Methods: : C57BL/6 female mice were exposed to water or lead throughout gestation and until postnatal day (PN10): a period equivalent to human gestation. Confocal studies used fixed-frozen vertical sections and fixed retinal wholemounts from developing and adult mice followed by stereological procedures. In adult retinas, immunoblots measured [TH]; HPLC analyzed [DA], [DOPAC] and [HVA]; DA utilization ([DOPAC]/[DA]) was calculated; and scotopic ERGs were assessed.

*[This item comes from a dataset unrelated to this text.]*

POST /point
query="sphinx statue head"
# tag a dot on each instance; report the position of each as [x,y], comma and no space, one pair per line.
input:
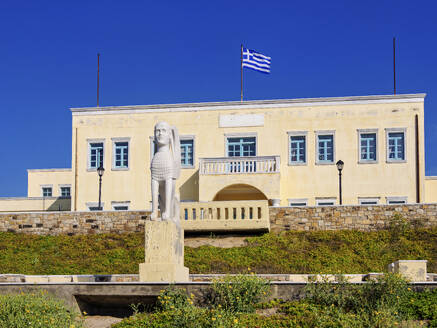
[165,169]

Results: : In developing GLE retinas, the number of apoptotic (caspase-3+ve) DA ACs was significantly increased and TH+ve labeling of sublamina 1 was decreased. In adult GLE mice, the number of TH+ve cells and density of axons ramifying in sublamina 1 were significantly decreased; [TH] was significantly decreased consistent with the DA AC loss; dark- and light-adapted [DA] was not changed, indicating normal TH activity; and [DOPAC] and [HVA] were significantly decreased, and thus DA utilization was significantly decreased. Unexpectedly, scotopic ERGs were not different from controls.

Conclusions: : The decreased DAergic utilization likely resulted from a decreased DA release. The reason for the absence of ERG supernormality in adult GLE mice compared to children, monkeys and rats with GLE exposure is not yet known, however, it appears related to decreased DA utilization. A loss of DA ACs and decreased DAergic utilization during development also could underlie the increased and prolonged proliferation of retinal progenitor cells seen in developing GLE retinas (ARVO 2007).